Introduction
Artificial intelligence (AI) has come a long way. While our parents grew up with the dream to one day roam with robots, today we are interviewing Sophia, a citizen of Saudi Arabia, who is also the first humanoid robot to be granted a citizenship in any country. Deep learning, a brain-inspired discipline of AI has been around for a long time but has only recently taken off due to abundant data, plus advances in the Internet, machine learning algorithms and hardware accelerators. Critical decisions that used to take traditional trial and error experiments months and years to confirm are now taking minutes to hours with machine learning algorithms. Humans are relying more and more on machine learning to make better and faster business and personal decisions.
In the short history of deep neural networks in semiconductors, engineers have tried different hardware architectures to provide better performance to support the various machine learning algorithms. For example, GPUs are optimized for parallel floating-point computation most suitable for training neural networks. CPUs are typically optimized for trained models and are most suitable for running inference at the edge, where parallel computation is not needed and power efficiency becomes more important. Since it is generally too expensive to create specialized, purpose-built chips for every new deep learning algorithm, FPGAs have also become a popular solution, providing reconfigurable functionality that is most suitable for the constantly evolving neural network architectures.
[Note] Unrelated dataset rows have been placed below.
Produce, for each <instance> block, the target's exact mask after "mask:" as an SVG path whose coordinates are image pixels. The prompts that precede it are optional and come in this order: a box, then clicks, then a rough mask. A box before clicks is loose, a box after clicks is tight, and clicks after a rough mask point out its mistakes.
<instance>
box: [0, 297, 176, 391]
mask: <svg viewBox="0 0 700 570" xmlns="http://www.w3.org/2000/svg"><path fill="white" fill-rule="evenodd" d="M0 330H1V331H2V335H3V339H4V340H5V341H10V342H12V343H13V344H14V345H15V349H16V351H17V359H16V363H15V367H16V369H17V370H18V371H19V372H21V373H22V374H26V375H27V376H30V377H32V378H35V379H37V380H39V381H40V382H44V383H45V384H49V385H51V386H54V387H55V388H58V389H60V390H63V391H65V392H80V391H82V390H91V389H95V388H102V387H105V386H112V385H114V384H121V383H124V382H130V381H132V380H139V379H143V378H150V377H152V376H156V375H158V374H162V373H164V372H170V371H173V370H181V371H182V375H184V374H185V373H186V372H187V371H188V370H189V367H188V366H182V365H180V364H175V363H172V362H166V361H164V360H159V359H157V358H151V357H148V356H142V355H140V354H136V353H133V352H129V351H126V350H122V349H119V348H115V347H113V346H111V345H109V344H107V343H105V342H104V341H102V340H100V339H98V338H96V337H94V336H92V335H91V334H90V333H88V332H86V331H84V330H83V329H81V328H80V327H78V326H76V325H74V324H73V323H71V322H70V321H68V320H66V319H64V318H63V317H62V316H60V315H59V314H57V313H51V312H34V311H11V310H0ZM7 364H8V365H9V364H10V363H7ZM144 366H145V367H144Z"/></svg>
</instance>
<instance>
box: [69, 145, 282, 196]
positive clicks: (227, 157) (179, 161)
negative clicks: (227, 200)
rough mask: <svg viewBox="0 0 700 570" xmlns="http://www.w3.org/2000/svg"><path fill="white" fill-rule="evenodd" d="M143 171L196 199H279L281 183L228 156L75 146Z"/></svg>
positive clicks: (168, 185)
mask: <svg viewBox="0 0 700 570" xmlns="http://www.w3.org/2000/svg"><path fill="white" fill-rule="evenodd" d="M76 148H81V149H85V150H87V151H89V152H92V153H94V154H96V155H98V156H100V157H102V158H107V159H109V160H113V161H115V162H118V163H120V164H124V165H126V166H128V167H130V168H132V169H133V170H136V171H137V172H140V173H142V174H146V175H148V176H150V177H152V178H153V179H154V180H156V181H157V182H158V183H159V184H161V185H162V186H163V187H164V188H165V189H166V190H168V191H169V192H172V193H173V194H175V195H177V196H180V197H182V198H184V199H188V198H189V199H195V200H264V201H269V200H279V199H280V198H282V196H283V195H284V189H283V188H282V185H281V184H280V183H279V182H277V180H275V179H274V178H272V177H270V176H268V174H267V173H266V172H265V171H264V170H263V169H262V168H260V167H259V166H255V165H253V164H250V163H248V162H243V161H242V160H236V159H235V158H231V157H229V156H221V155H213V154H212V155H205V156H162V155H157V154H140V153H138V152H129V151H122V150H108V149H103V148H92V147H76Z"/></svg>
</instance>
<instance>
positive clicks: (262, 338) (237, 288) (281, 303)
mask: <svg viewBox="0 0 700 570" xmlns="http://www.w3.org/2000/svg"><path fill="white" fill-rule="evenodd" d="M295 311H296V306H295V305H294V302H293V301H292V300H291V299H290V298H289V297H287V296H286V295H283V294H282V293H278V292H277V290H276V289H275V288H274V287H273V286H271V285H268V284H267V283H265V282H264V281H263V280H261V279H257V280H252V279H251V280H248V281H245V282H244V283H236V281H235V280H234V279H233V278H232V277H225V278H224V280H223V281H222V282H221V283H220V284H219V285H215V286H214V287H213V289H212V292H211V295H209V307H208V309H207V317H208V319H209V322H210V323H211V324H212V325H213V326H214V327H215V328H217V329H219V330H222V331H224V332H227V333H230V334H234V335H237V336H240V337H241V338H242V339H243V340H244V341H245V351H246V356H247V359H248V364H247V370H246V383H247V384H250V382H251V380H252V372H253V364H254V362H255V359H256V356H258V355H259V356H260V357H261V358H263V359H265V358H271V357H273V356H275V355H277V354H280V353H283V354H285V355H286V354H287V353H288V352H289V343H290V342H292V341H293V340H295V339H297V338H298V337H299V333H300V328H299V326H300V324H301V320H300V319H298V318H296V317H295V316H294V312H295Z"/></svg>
Customized algorithms in FPGAs provide better power efficiency but with lower performance. Application-specific integrated circuits, or ASICs, represent the highest-performance approach to deep learning. For the massive markets anticipated, the cost of design and revision of those ASICs are likely to be in line with the business imperatives of these markets.
Each architecture has found success in its specific domains.
Figure 1: Example architecture of a neural network processor
Memory in Deep Learning
One of the biggest challenges in deep learning hardware is memory. Memories are used to store input data, temporary data, weights and activation parameters of deep neural network algorithms. The popular types of deep neural networks include feed-forward networks, the simplest form of neural network; convolutional neural networks (CNNs), which are feed-forward and sparsely-connected networks with weight sharing; and recurrent neural networks (RNNs), which are networks with recurrent connections between hidden units and other networks.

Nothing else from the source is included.